Nell’aula del Senato, il presidente Pietro Grasso, ha ricordato il disastro del Vajont, di cui ricorrono i 50 anni: “Lo Stato deve scusarsi per questa tragedia, che poteva essere evitata, se non fossero prevalse logiche affaristiche sulla moralità e sul valore della vita umana”. Nel suo intervento ha ricordato che l’Unesco ha considerato quello del Vajont il più grande disastro evitabile della storia della umanità e ha concluso: “Lo Stato ha la responsabilità non solo delle vittime, ma anche del dolore arrecato ai sopravvissuti, ai quali, per troppi anni, é stato negato il diritto di veder riconosciuti dalla giustizia i responsabili di quanto accaduto”. Ma cosa avvenne di preciso la notte tra l’8 e il 9 ottobre del 1963 nella valle del Vajont?
Per rispondere a questa domanda, bisogna andare molto indietro nel tempo, addirittura nel lontano 1929. Un ingegnere, Carlo Semenza, e un geologo, Giorgio Dal Piaz, iniziano a studiare attentamente la valle del Vajont.

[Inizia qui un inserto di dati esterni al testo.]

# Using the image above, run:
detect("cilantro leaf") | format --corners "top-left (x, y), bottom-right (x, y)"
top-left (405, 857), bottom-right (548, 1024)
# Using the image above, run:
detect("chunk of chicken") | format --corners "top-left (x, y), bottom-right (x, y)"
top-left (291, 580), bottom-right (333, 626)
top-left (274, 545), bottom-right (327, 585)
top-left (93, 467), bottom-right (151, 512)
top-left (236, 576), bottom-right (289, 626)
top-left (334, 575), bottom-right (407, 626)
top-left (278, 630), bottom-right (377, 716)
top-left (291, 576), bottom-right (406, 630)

Fanno fotografie, raccolgono pietre, chiedono informazioni agli abitanti del posto, soprattutto a quelli residenti in due piccole comunità, Erto e Casso e poi un giorno scompaiono. Ritornano nel 1957, quando annunciano che lì verrà costruita la diga più grande del mondo, alta circa 200mt e in grado di contenere circa 58milioni di metri cubi di acqua. I due non erano semplici scienziati, ma dipendenti della Sade, una società che costruisce dighe, che permettono alle centrali di produrre energia destinata alle industrie italiane. Ne ha già costruite 7 sul Piave, ma per garantirsi una riserva costante di acqua, si pensa di inondare completamente una valle, affinché funga, per così dire, da Banca dell’ acqua.

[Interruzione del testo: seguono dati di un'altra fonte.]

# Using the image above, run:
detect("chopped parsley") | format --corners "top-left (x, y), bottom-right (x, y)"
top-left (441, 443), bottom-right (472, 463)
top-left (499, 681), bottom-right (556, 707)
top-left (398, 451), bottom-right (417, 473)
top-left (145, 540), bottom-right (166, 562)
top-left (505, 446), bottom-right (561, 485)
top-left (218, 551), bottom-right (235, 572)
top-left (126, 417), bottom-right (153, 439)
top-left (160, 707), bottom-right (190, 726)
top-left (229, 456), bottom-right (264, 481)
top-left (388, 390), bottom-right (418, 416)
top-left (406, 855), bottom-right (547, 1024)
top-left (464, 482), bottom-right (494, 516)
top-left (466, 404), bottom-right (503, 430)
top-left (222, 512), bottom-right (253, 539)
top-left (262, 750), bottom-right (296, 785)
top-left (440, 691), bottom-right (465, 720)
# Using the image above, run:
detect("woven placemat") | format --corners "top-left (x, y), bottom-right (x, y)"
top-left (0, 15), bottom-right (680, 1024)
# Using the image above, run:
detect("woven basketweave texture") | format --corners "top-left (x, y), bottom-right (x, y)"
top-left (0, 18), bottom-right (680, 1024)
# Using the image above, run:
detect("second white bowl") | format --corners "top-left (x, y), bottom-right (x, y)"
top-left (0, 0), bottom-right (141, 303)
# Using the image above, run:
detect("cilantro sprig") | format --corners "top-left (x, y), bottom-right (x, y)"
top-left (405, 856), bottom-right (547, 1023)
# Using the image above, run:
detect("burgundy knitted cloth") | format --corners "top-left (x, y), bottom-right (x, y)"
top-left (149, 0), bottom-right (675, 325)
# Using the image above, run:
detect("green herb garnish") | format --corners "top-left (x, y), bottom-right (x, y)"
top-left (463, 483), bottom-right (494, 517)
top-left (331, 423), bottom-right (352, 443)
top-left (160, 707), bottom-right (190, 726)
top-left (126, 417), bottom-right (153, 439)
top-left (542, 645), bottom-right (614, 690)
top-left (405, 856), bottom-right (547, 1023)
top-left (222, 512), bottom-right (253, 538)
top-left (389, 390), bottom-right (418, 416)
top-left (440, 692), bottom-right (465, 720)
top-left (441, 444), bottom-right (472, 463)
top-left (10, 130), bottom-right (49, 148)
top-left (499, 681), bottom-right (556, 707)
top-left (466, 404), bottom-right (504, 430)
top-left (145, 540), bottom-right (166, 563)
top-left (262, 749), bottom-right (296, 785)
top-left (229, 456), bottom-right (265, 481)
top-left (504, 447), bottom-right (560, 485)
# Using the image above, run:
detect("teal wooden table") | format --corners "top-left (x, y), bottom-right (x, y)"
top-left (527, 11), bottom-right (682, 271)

Secondo Semenza, questo progetto è realizzabile nella valle del Vajont, anche se Del Piaz è scettico, non vuole autorizzare il progetto, perché quella è una zona soggetta a frane, gli stessi abitanti di Erto e Casso gli avevano detto che le loro case erano state costruite su un terreno franato. Del Piaz dice al collega che questo progetto “gli fa venire i brividi”, ma alla fine si fa convincere e lo firma. Gli abitanti del posto sono preoccupati, invitano anche una giornalista dell’Unità, Tina Merlin, una ex partigiana, che dalle pagine del suo giornale inizia a parlare di tragedia annunciata e di costruzione di un disastro, ma la accusano di essere anti-italiana, disfattista e non le danno ascolto.

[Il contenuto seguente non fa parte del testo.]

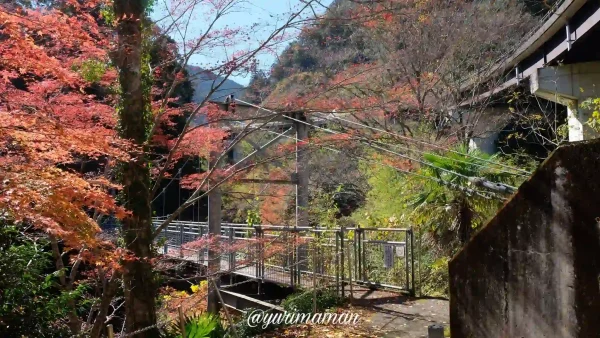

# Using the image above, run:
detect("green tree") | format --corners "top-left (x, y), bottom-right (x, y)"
top-left (355, 146), bottom-right (524, 295)
top-left (404, 147), bottom-right (515, 246)
top-left (0, 224), bottom-right (71, 337)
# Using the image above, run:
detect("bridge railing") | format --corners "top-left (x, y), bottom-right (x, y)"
top-left (153, 219), bottom-right (416, 295)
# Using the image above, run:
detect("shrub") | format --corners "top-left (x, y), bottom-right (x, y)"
top-left (281, 288), bottom-right (342, 313)
top-left (235, 307), bottom-right (281, 338)
top-left (163, 312), bottom-right (224, 338)
top-left (0, 224), bottom-right (71, 337)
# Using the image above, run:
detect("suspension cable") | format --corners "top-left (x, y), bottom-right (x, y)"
top-left (237, 99), bottom-right (517, 194)
top-left (152, 157), bottom-right (192, 203)
top-left (318, 114), bottom-right (530, 177)
top-left (260, 127), bottom-right (506, 201)
top-left (323, 113), bottom-right (532, 175)
top-left (237, 99), bottom-right (530, 175)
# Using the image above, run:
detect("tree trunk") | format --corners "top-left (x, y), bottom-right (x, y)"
top-left (50, 236), bottom-right (82, 334)
top-left (90, 276), bottom-right (120, 338)
top-left (207, 152), bottom-right (222, 314)
top-left (113, 1), bottom-right (159, 336)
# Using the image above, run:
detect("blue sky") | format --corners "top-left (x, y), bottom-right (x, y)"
top-left (152, 0), bottom-right (332, 86)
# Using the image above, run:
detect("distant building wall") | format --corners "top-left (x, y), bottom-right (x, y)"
top-left (449, 140), bottom-right (600, 337)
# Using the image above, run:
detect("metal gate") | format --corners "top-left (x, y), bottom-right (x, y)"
top-left (153, 219), bottom-right (416, 295)
top-left (354, 227), bottom-right (415, 294)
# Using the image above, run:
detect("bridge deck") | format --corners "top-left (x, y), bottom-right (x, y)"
top-left (165, 247), bottom-right (318, 288)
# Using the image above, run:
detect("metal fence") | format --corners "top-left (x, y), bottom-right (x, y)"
top-left (153, 220), bottom-right (416, 295)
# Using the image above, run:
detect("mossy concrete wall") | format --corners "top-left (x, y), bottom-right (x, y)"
top-left (449, 140), bottom-right (600, 337)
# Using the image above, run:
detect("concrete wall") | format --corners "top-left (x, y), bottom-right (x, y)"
top-left (530, 61), bottom-right (600, 141)
top-left (449, 140), bottom-right (600, 338)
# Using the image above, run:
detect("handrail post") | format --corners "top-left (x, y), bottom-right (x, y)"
top-left (254, 227), bottom-right (259, 280)
top-left (405, 230), bottom-right (409, 292)
top-left (354, 226), bottom-right (359, 281)
top-left (290, 227), bottom-right (295, 287)
top-left (256, 227), bottom-right (263, 294)
top-left (179, 222), bottom-right (184, 258)
top-left (340, 226), bottom-right (345, 298)
top-left (335, 229), bottom-right (340, 297)
top-left (107, 324), bottom-right (114, 338)
top-left (198, 225), bottom-right (204, 264)
top-left (410, 227), bottom-right (416, 297)
top-left (348, 228), bottom-right (353, 303)
top-left (295, 228), bottom-right (301, 286)
top-left (229, 228), bottom-right (234, 285)
top-left (260, 229), bottom-right (265, 280)
top-left (312, 230), bottom-right (317, 313)
top-left (361, 228), bottom-right (366, 284)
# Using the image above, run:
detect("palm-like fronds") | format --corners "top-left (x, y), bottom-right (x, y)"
top-left (403, 145), bottom-right (518, 245)
top-left (164, 312), bottom-right (223, 338)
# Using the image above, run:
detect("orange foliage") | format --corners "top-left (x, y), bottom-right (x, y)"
top-left (257, 168), bottom-right (293, 225)
top-left (0, 2), bottom-right (126, 249)
top-left (173, 127), bottom-right (230, 159)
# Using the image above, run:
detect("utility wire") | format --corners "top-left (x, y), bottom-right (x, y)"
top-left (152, 157), bottom-right (192, 203)
top-left (237, 99), bottom-right (530, 175)
top-left (318, 114), bottom-right (530, 177)
top-left (322, 113), bottom-right (531, 175)
top-left (237, 99), bottom-right (517, 194)
top-left (260, 126), bottom-right (505, 201)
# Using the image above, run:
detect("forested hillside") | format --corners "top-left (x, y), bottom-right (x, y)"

La diga più alta del mondo viene costruita per arginare il torrente Vajont, ma ogni tanto qualche piccola frana del monte Toc crea qualche apprensione, ma gli affari sono affari e quella diga serve per fare soldi, tanti soldi. Il pomeriggio dell’ 8 ottobre una frana mette in allerta gli ingegneri della diga, che chiamano il direttore della Sade preoccupati, ma anche loro vengono liquidati e il colloquio registrato termina con una terribile affermazione: “Dottore, allora, che Dio ce la mandi buona”.
Non sarà così. Alle 22 una frana enorme che si riversa nelle acque contenute dalla diga causa una esondazione terrificante, che in breve si trasforma in fango e che non lascia scampo a tanti abitanti di Erto, Casso e divora completamente un paese più a valle, Longarone. Dopo tre giorni si finisce di scavare alla ricerca dei morti e sul posto giungono politici e media. Lì, occhiali neri per coprire gli occhi devastati dalle lacrime, c’è anche Tina Martin. La Rai non la intervista, ma rilascia delle dichiarazioni ad un giornalista francese, che tenterà invano di farle trasmettere sia dalla tv di stato italiana che da quella francese.
Tina spiega come, chi e perché è avvenuta quella tragedia. La nostra giustizia ha impiegato 50 anni per accertare le responsabilità, altrettanto lo Stato a scusarsi. Mezzo secolo dopo è stato tutto accertato, tranne il numero preciso delle vittime, di cui solo la metà identificate. Sulla lapide di una vittima senza nome fu scritto: “Diga funesta, per negligenza e sete d’oro altrui persi la vita, che insepolta resta”.